The Berkeley Lab team has started building the experiment's antenna that will try to tune in to those ancient radio waves.
"If you're on the far side of the moon, you have a pristine, radio-quiet environment from which you can try to detect this signal from the Dark Ages," said Kaja Rotermund, a postdoctoral researcher at Berkeley Lab who is working on the antenna. "LuSEE-Night is a mission showing whether we can make these kinds of observations from a location that we've never been in, and also for a frequency range that we've never been able to observe."
The Dark Ages signal can't be measured from the Earth because our atmosphere absorbs, refracts, and reflects the radio signal before it ever reaches instruments on the ground. Even if it could, the radio signal would be drowned out by noise from our own electronics and communications.
The moon acts as a shield, blocking out radio waves from Earth. And by gathering data only during the two-week lunar night, the experiment can also block out radio waves from the sun. But this isolated spot also brings challenges. LuSEE-Night must operate in temperatures around -280 degrees Fahrenheit, then weather an extreme swing to 250 degrees Fahrenheit during lunar day, when it will recharge its batteries.
And because the far side of the moon never faces Earth, direct communication with the experiment is impossible. LuSEE-Night will have to send all its data through a relay satellite that passes overhead.
"The engineering to land a scientific instrument on the far side of the moon alone is a huge accomplishment," said Aritoki Suzuki, who leads the antenna project for Berkeley Lab. "If we can demonstrate that this is possible—that we can get there, deploy, and survive the night—that can open up the field for the community and future experiments."
Rocking out to the dark ages
After the big bang, the universe was filled with a hot, opaque plasma of roaming particles. After about 400,000 years, the plasma had cooled enough for protons and electrons to combine into hydrogen, freeing light to travel through the universe. That light, known as the cosmic microwave background or CMB, reached our telescopes and gave us a baby picture of our universe. After that, hydrogen gas dominated for nearly 400 million years during the Dark Ages, until the first stars and galaxies began to form at the cosmic dawn.

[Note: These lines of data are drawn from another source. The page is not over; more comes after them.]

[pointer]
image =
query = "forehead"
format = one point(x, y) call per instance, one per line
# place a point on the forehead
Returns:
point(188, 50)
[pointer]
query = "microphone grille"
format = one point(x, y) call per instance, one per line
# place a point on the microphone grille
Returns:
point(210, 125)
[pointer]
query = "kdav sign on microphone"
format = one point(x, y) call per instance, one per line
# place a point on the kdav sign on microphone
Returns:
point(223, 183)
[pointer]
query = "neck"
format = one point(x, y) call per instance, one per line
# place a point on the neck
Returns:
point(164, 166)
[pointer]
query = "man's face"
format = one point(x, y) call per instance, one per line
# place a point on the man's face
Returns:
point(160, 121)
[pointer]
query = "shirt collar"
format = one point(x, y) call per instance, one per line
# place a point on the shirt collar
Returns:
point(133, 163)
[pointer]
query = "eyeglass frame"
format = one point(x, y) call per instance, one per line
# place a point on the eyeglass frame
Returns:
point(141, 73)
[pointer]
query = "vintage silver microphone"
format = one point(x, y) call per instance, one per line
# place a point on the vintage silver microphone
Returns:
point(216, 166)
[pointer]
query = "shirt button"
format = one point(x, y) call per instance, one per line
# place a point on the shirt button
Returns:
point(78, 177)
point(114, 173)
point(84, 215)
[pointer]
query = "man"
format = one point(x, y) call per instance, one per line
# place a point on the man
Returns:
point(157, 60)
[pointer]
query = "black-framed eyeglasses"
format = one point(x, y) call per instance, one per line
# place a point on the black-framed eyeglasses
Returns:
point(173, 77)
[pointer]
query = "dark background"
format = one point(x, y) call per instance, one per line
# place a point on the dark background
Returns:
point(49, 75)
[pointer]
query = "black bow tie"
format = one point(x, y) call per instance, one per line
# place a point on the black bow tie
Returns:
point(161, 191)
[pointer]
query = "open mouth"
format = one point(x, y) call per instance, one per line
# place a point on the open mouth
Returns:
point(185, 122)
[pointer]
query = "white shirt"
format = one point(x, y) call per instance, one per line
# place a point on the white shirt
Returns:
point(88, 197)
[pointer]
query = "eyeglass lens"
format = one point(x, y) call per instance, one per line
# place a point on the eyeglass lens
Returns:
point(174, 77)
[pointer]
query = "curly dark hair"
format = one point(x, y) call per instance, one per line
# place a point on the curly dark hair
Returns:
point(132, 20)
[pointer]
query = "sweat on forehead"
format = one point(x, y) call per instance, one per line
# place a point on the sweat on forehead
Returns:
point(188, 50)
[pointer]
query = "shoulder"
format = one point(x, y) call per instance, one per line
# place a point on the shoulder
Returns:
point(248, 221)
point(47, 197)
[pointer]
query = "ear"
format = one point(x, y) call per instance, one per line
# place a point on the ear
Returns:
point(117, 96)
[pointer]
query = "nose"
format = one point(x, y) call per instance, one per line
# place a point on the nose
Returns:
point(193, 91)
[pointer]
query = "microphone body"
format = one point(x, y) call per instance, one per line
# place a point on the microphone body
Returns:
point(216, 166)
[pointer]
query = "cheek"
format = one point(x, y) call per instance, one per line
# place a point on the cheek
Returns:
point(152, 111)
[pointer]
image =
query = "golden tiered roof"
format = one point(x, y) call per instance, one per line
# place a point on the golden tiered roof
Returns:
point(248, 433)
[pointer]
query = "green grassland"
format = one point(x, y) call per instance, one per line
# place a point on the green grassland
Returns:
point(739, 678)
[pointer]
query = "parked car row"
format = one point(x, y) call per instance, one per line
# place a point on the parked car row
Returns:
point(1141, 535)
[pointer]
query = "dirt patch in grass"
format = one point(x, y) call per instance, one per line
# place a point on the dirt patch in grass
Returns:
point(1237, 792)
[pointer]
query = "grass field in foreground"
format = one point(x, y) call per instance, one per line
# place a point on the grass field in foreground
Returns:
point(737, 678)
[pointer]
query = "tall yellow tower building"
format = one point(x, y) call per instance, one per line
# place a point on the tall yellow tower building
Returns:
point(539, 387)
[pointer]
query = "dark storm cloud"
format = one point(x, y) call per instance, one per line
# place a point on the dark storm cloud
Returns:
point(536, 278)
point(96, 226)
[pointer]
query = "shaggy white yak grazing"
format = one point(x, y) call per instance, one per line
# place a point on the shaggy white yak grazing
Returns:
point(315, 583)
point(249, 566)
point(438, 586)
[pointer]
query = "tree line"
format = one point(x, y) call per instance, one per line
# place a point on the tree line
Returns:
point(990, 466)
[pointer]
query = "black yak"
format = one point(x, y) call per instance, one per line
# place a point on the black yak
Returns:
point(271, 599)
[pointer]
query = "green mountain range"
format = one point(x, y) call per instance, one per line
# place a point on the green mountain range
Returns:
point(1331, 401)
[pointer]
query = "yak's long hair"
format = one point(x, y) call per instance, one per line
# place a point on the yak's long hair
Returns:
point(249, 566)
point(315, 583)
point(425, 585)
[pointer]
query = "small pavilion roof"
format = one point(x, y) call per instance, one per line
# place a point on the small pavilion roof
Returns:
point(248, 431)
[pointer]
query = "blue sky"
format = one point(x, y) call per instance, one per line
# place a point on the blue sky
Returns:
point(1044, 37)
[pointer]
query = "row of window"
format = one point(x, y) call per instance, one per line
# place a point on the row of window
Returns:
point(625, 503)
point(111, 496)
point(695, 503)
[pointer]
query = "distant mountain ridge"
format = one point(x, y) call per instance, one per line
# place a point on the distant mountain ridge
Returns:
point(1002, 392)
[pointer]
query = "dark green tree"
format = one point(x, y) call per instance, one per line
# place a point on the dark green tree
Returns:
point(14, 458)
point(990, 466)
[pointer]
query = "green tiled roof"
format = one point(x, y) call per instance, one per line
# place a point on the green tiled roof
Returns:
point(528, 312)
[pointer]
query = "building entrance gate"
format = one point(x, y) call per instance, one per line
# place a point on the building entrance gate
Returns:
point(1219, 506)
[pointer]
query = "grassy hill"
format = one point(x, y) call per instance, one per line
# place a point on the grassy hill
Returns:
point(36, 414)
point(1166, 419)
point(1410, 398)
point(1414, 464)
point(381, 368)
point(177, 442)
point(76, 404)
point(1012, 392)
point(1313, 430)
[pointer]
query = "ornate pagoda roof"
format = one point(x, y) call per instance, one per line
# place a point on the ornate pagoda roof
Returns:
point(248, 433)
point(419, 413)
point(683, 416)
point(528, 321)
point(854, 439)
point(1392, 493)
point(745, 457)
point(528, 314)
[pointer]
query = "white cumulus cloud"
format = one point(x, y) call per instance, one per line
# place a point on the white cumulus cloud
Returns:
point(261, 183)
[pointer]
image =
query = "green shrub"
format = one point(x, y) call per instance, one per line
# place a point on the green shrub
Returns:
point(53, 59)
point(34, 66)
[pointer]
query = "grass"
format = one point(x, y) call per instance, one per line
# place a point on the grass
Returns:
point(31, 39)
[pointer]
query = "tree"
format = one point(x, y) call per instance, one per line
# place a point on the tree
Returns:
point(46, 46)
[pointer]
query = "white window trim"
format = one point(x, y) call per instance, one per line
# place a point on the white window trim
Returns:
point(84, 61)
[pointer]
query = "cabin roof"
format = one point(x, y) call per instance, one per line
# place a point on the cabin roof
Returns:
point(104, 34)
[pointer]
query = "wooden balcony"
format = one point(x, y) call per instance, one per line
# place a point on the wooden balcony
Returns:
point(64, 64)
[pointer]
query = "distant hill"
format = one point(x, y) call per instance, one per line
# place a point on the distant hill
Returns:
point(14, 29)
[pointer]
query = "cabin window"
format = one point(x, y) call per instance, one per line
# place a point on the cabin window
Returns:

"With the CMB, we have this snapshot of the early universe. And we also have images from the more recent universe, once the stars are born," Suzuki said. "We want to study the Dark Ages period because it connects how the early universe evolved into the universe we see today."
Researchers expect that the hydrogen absorbed some of the energy from the CMB at a particular frequency. As the universe expanded, the frequency shifted lower and might now be picked up as radio waves. LuSEE-Night will listen for frequencies between 0.5 and 50 megahertz, though it's likely that future, more sensitive experiments will be needed to find the faint signal.
"We're looking for this very tiny dip that is potentially the Dark Ages signal," Rotermund said. "We can learn a lot about the cosmology that's being governed during this time period in a way that is unaffected by stars and other objects that grow very differently, compared to the universe in general."
From the lab to the moon
To collect radio waves, LuSEE-Night will use two pairs of antennas that are six meters from tip to tip—but the whole experiment must travel to the moon in a cube with one-meter sides. Once LuSEE-Night lands, the spring-loaded "stacer" antennas will uncoil into position.
To make the antenna system for its lunar voyage, Berkeley Lab researchers began with simulations and models and then turned to building and testing.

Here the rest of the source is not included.